Я рассказываю ему, что вот, может быть потому и образовалось в Берлине содружество молодых писателей «Веретено», как в университетах были землячества иногородних студентов.

Внимательно прослушав, он поднимал глаза и «затруднялся». В содружество русских писателей он не верил, оно его пугало – как жупел коллективного творчества – какая в нем радость? Надо идти в одиночку. Если в Россию, то с открытым лицом, а не через задние двери;

если здесь – то национальности надо забыть: помимо русского в каждом еще живет человек. Путь писателя – глухая, одинокая тропа, и как можно помочь и кого можно по ней вести?

Сняв пушинку с пиджака, он бережно кладет ее в пепельницу. Вечер. Сипит проклятый газ – мертвенно-синий и жуткий. По углам возятся вспугнутые мохнатые тени. О стекла плещется ветер желтым цветением лип. Я сбоку гляжу на его лицо, наклонившееся к столу, и думаю, что он не прав и не меня, а себя убеждает. Боже мой, как тяжела доля писателя, не испившего чаши там и в неистовые годы России не средь костров ее пылающих, а по чужому лесу идущего одинокой, глухой – и нужной ли? – тропой…»

Жить в эмиграции трудно: зарубежная литература – профессия полунищих.

«В 1932 году, – вспоминал Корней Чуковский, – в Берлине вышел третий том его (Саши Черного) стихотворений, знаменательно озаглавленный „Жажда“.
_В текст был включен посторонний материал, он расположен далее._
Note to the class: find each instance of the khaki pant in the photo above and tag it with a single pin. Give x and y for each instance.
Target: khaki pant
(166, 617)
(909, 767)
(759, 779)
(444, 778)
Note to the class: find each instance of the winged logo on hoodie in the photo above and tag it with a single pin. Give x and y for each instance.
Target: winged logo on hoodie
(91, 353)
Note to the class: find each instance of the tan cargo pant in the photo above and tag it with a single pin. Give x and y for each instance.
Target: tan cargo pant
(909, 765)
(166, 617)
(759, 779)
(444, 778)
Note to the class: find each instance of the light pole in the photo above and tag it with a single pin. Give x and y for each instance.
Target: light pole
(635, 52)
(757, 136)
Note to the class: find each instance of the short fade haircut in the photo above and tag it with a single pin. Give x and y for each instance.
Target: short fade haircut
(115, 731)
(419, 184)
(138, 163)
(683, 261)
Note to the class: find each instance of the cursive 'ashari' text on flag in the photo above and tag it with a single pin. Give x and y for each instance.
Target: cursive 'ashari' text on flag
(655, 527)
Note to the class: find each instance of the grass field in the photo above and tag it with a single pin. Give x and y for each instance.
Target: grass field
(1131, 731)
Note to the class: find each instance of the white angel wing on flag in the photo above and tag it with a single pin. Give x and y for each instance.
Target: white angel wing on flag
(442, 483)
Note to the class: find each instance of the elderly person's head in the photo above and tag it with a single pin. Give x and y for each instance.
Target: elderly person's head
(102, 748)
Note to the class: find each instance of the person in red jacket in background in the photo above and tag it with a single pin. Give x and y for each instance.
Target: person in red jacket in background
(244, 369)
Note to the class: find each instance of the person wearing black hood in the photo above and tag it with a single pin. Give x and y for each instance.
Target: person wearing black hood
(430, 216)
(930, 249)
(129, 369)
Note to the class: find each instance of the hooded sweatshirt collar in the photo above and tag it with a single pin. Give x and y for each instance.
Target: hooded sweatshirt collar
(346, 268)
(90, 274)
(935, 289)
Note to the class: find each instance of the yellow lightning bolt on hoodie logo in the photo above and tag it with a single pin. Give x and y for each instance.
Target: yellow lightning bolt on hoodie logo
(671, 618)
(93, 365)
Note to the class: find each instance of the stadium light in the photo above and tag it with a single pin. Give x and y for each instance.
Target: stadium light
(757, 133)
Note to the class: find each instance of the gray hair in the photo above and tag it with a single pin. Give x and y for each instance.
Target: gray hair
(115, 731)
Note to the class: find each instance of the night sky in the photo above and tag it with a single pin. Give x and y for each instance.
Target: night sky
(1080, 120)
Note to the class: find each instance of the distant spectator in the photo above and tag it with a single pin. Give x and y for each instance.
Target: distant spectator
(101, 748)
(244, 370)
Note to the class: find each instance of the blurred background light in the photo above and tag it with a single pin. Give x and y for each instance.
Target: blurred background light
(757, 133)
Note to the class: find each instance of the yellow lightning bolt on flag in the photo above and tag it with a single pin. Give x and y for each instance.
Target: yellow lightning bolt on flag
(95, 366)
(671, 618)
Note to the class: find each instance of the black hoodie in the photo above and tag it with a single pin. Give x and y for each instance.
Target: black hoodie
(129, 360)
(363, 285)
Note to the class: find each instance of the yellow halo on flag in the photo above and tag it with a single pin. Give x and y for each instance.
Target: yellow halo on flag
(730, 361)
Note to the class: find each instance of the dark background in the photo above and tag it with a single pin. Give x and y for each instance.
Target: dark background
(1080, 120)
Перечитывая теперь эту грустную книгу, я не могу отвязаться от мысли, что вряд ли в русской зарубежной литературе тех давних времен был хоть один поэт, который с такой лирической силой выразил бы мучительное чувство эмигрантского сиротства на чужбине. Чуть только он оторвался от России, с ним произошел переворот, нередко наблюдавшийся в среде эмигрантов: он какой-то новой любовью, неожиданной для него самого, полюбил все русское. Решительно все – даже то, что еще так недавно коробило и раздражало его. Нам, знавшим его сатиры 1908–1912 годов, даже как-то странно читать, в каком поэтическом ореоле встали перед ним те люди, пейзажи и вещи, к которым, судя по его старым стихам, он относился с отвращением и ненавистью. Теперь под „чужим солнцем“, на далекой чужбине, он с самой нежной любовью вспоминает и русские баранки, и русские валенки, и самовары, и гармошку, и куклу Матрешку, и клодтовских коней у Аничкова моста, и золоченного орла на Крестовской аптеке (возле которой он жил до войны), и бумажного змея, и Гатчину, и Невский, и Псков, и русские деревья, и русские травы – и тем еще больнее растравляет незаживающую душевную рану…»

Последней книгой Саши Черного оказались вышедшие в Париже «Несерьезные рассказы». «В 1932 году, – приводит Чуковский свидетельство Л. А. Евстигнеева, – он переселился из Парижа на юг Франции – в Прованс.

Здесь неожиданно оборвалась его жизнь. Накануне он еще был полон сил, послал в парижскую газету рассказ „Илья Муромец“ и стихотворение „С холма“. 5 августа, возвратившись домой от соседа, поэт услышал крик „Пожар!“ и сразу же устремился к месту несчастья. С его помощью пожар быстро потушили, но дома он почувствовал себя плохо и через несколько часов, после сильного сердечного припадка, скончался. Похоронили его на небольшом сельском кладбище Лаванду, в департаменте Вар».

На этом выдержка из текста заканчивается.